To understand why this particular diagnostic was issued, one must appreciate the broader narrative. The session had been pursuing a solution to a severe performance bottleneck: GPUs in a KVM virtual machine on Proxmox could not communicate via Peer-to-Peer (P2P) DMA because the VFIO/IOMMU virtualization layer placed each GPU behind its own PCIe Root Complex, forcing all inter-GPU traffic through host memory. For a model like GLM-5-NVFP4 deployed across 8 Blackwell GPUs with tensor parallelism, this meant crippling latency on every collective operation.

The assistant and user had devised an alternative: bypass the KVM VM entirely by running the ML workload inside an LXC container on the Proxmox host itself. LXC containers share the host kernel, so GPU device nodes passed through to the container would see the true PCIe topology — or so the theory went.

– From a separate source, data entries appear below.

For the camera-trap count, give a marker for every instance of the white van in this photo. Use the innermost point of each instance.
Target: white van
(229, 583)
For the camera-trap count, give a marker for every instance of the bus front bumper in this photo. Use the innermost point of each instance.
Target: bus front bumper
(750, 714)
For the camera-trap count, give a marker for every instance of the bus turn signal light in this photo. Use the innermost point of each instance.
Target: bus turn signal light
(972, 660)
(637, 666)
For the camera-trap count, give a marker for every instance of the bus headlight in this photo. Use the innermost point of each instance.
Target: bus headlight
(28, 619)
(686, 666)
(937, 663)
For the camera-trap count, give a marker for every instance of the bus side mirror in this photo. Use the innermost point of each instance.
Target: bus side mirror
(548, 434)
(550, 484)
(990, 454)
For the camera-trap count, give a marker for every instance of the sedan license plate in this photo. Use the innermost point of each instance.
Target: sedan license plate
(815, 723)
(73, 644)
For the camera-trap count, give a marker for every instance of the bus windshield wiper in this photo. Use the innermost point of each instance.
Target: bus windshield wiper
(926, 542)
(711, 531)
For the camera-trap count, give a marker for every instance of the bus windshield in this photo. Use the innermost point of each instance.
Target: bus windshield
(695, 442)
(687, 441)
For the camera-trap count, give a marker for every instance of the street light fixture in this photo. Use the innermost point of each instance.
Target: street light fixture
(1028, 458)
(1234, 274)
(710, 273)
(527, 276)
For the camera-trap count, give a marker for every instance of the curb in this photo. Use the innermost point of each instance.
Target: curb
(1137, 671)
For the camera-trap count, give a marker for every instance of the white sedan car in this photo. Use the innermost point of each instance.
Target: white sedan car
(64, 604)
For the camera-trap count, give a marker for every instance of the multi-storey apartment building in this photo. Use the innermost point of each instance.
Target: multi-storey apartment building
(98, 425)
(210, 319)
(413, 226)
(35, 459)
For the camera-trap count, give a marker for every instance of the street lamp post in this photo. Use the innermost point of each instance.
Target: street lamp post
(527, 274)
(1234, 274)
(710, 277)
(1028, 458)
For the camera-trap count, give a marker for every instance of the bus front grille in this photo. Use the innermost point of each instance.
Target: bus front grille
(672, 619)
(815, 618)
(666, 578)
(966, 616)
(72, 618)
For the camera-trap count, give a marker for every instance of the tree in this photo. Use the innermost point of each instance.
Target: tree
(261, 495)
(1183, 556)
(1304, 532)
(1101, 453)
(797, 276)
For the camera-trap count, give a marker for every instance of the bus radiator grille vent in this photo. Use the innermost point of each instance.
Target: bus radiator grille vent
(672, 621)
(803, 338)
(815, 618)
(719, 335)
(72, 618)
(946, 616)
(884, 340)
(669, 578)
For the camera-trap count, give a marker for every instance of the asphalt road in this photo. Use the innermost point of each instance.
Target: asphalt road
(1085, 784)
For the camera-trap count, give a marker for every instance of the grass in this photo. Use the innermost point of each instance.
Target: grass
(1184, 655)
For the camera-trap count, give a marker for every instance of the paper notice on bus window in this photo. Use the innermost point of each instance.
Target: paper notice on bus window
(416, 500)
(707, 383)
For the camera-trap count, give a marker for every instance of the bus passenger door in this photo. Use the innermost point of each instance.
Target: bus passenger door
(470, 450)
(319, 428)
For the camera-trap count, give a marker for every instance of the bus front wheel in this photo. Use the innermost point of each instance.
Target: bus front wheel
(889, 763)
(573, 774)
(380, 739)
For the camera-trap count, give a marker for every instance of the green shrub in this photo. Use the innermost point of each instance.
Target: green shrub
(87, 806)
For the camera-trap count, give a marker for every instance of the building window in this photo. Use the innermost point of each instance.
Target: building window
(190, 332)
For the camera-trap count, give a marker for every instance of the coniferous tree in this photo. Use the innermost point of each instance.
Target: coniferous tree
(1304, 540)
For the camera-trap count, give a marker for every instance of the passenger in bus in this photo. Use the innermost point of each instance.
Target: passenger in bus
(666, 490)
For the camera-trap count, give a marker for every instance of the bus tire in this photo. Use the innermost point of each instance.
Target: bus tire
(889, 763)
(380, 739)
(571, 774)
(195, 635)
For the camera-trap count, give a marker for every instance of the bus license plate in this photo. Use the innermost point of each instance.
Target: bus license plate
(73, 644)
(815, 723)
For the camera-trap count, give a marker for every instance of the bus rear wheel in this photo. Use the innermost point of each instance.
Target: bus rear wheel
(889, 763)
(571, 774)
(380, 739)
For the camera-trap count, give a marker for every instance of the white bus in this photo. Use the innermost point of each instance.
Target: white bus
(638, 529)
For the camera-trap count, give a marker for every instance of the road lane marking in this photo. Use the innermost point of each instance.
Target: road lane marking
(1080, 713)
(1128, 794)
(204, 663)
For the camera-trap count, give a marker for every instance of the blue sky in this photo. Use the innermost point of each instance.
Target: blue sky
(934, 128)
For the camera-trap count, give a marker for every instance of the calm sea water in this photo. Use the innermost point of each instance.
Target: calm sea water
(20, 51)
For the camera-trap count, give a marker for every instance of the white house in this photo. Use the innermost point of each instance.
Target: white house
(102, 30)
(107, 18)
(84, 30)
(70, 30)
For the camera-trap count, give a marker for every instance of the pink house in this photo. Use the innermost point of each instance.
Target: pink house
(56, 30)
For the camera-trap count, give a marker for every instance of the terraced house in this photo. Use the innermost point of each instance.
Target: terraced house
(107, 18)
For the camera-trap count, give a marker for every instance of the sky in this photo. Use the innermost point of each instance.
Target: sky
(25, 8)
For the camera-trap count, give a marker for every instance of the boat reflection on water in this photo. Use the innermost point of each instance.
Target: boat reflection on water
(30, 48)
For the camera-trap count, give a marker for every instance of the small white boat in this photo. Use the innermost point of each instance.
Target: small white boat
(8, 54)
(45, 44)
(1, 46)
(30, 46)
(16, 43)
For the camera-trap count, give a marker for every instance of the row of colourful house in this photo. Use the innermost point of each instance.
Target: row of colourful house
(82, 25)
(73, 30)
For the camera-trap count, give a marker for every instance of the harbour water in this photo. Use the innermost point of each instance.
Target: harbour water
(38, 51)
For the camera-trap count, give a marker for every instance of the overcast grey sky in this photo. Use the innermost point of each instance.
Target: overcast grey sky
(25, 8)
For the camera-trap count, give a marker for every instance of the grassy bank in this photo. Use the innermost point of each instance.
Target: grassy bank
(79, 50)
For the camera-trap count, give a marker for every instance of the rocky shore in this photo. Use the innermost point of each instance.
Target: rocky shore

The assistant had guided the user through installing the NVIDIA driver (590.48.01) on the Proxmox host, converting the container to privileged mode, bind-mounting all eight GPU device nodes, and copying the 296GB model cache to a shared dataset. The topology check succeeded: nvidia-smi topo -m inside the container showed NODE and SYS links instead of the dreaded PHB (PCIe Host Bridge) that had plagued the VM. P2P DMA appeared possible.

But then came the first sign of trouble. When the assistant tried to initialize the ML stack inside the container, CUDA itself refused to initialize. Message 515 had attempted two fixes: setting CUDA_VISIBLE_DEVICES explicitly and downgrading PyTorch from 2.10.0+cu128 to 2.9.1+cu128, suspecting that the newer PyTorch might have compatibility issues with the driver. Message 516 is the verification step — the moment of truth to see if the downgrade resolved the problem.

How Decisions Were Made

The decision to run this specific diagnostic reflects a methodical, hypothesis-driven debugging approach. The assistant had just executed a change (downgrading PyTorch) and needed to test it. The Python script is minimal and targeted: it checks four things in order of dependency.

First, it prints the PyTorch version to confirm the downgrade actually took effect. Second, it checks torch.cuda.is_available() — the high-level gate that determines whether any CUDA operation can proceed. Third, it queries torch.cuda.device_count() to see how many GPUs the driver reports. Fourth, it conditionally prints the GPU name only if CUDA is available, avoiding a secondary error.

The structure of this check reveals the assistant's mental model: the problem could be at one of two layers. Either PyTorch cannot talk to the CUDA driver at all (in which case is_available() returns False and device_count() might return 0), or there is a partial failure where the driver is accessible but something about the specific GPU architecture (Blackwell SM 12.0) causes a runtime error. The output would disambiguate these cases.

The decision to run this over SSH into the LXC container (rather than on the Proxmox host directly) is also significant. It reflects the assumption that the container environment is the target deployment environment — if CUDA works inside the container, the approach is viable. The assistant is not just debugging the driver; it is validating the entire LXC-based architecture.

Assumptions Made

Several assumptions underpin this message, and the output would challenge most of them.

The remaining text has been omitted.